OBJECTIVE: To review and compare the newer progestins desogestrel, norgestimate, and gestodene with regard to chemistry, pharmacokinetics, efficacy, and tolerability. DATA SOURCES: Primary literature on desogestrel, norgestimate, and gestodene was identified from a comprehensive MEDLINE English-literature search from 1984 through 1994, with additional studies selected by review of the references. Indexing terms included progestins, desogestrel, gestodene, norgestimate, levonorgestrel, and norgestrel. STUDY SELECTION: Only human clinical and pharmacokinetic trials performed in Europe, Canada, and the US were included. DATA EXTRACTION: All available data from human studies were reviewed; both comparative and noncomparative studies were included because of the paucity of direct comparative information available. DATA SYNTHESIS: The newer progestins were designed to minimize the adverse effects (e.g., acne, hirsuitism, nausea, carbohydrate and lipid metabolism changes) observed with older oral contraceptives (OCs) while maintaining efficacy and good menstrual cycle control.

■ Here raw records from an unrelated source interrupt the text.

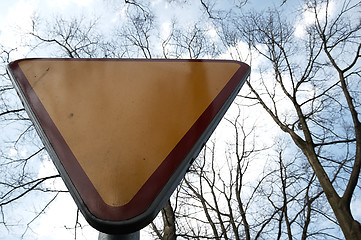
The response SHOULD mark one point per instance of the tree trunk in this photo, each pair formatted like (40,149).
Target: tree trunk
(169,222)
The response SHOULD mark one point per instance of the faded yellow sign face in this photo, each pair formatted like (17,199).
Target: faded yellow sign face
(122,120)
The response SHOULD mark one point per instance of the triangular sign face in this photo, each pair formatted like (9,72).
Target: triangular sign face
(122,133)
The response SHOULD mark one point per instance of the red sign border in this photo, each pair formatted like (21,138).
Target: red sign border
(95,210)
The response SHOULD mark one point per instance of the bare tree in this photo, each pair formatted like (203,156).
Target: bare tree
(310,95)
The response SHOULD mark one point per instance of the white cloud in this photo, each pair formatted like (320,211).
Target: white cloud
(308,16)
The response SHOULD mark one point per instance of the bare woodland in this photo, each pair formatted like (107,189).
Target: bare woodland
(306,88)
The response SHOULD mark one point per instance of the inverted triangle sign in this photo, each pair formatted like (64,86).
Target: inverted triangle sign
(122,133)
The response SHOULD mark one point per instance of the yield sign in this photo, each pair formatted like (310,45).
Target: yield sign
(122,133)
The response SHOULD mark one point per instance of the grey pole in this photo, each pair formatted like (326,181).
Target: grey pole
(129,236)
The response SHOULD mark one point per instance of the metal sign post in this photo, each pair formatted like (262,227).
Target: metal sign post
(130,236)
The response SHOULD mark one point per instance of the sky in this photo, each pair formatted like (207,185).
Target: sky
(15,16)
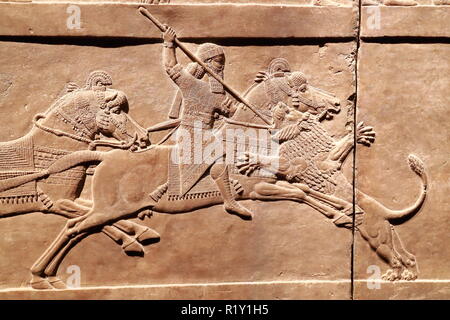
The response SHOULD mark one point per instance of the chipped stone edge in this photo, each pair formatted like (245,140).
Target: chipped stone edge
(25,19)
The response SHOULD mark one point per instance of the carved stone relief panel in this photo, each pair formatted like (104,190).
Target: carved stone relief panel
(406,172)
(206,245)
(206,150)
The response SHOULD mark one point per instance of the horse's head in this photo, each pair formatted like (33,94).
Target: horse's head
(112,119)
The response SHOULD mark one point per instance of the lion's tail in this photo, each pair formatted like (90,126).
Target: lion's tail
(60,165)
(418,167)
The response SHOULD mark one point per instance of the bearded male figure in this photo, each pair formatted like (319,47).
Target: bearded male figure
(201,101)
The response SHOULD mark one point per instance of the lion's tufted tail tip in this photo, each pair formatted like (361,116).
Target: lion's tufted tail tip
(416,164)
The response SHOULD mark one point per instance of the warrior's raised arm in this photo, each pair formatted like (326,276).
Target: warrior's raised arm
(169,55)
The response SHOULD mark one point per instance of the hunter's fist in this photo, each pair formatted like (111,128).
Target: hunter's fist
(169,35)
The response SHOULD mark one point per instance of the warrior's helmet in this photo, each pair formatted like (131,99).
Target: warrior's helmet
(205,52)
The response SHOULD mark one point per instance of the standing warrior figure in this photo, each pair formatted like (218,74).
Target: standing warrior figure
(201,100)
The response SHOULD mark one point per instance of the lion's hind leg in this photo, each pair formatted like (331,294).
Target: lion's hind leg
(408,259)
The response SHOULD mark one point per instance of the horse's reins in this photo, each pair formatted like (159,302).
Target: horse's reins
(92,143)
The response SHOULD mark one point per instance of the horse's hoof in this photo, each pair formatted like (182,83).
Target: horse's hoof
(148,236)
(133,248)
(391,275)
(343,221)
(57,283)
(237,209)
(40,283)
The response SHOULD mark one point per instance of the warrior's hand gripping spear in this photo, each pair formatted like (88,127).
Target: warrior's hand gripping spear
(194,58)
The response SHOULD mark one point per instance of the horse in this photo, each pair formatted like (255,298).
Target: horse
(129,184)
(75,121)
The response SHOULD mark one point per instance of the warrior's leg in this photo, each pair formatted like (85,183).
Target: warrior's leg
(219,172)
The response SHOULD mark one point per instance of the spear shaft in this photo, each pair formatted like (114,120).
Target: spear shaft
(194,58)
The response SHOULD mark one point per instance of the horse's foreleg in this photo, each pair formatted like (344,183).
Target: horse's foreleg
(71,209)
(44,260)
(141,233)
(285,191)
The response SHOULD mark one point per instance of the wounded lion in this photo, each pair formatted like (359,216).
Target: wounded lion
(309,164)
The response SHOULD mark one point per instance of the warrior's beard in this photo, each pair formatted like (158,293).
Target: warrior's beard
(214,85)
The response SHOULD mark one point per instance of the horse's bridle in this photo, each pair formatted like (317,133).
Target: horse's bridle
(93,144)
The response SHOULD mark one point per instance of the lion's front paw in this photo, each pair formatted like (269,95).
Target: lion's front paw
(247,163)
(365,135)
(391,275)
(408,275)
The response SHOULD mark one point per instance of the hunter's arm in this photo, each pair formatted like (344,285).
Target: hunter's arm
(169,56)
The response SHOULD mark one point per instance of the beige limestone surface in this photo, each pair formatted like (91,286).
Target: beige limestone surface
(394,66)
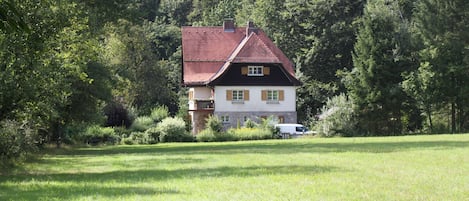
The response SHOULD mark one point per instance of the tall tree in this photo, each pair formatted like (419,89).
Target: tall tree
(381,55)
(444,70)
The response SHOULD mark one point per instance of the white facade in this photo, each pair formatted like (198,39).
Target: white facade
(255,102)
(199,93)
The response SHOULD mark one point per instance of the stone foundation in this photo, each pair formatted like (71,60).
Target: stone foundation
(238,118)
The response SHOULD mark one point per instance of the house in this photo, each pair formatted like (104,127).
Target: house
(236,73)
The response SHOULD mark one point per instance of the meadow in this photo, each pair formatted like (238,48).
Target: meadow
(428,167)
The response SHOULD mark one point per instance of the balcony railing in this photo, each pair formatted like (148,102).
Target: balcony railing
(204,105)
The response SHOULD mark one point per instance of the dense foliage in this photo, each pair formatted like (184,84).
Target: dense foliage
(404,63)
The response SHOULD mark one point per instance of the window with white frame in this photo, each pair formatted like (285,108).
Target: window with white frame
(238,95)
(272,95)
(225,119)
(255,71)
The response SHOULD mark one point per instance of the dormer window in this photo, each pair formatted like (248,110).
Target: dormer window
(255,71)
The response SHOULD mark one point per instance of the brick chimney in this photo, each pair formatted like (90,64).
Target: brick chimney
(228,25)
(250,28)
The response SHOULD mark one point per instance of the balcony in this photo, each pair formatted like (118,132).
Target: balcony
(202,105)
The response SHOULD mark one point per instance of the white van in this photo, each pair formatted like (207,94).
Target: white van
(292,129)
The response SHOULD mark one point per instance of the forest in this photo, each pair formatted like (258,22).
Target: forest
(378,67)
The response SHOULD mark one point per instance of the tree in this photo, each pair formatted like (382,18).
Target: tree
(443,75)
(381,55)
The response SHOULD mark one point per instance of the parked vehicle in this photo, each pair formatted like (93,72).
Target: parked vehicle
(292,130)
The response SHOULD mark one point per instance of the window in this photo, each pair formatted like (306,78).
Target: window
(281,119)
(238,95)
(225,119)
(255,71)
(272,95)
(191,95)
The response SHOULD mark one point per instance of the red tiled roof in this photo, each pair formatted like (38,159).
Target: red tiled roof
(209,51)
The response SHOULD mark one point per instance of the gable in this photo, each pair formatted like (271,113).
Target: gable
(208,52)
(236,75)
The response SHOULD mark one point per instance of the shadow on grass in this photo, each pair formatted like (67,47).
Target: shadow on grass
(272,147)
(57,192)
(66,186)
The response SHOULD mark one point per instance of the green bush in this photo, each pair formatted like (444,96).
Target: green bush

Desogestrel, norgestimate, and gestodene have minimal amounts of androgenicity and antiestrogenic potential. All of these agents are pharmacokinetically similar to older agents: they are highly bioavailable when administered orally, hepatically metabolized, and obtain steady-state concentrations after 8-10 days of continuous administration. The newer agents have similar Pearl Indexes and slightly better cycle control. Furthermore, the new progestins appear to cause fewer adverse effects, such as acne and hirsuitism, and similar rates of weight gain, blood pressure changes, and lipid and carbohydrate metabolism changes.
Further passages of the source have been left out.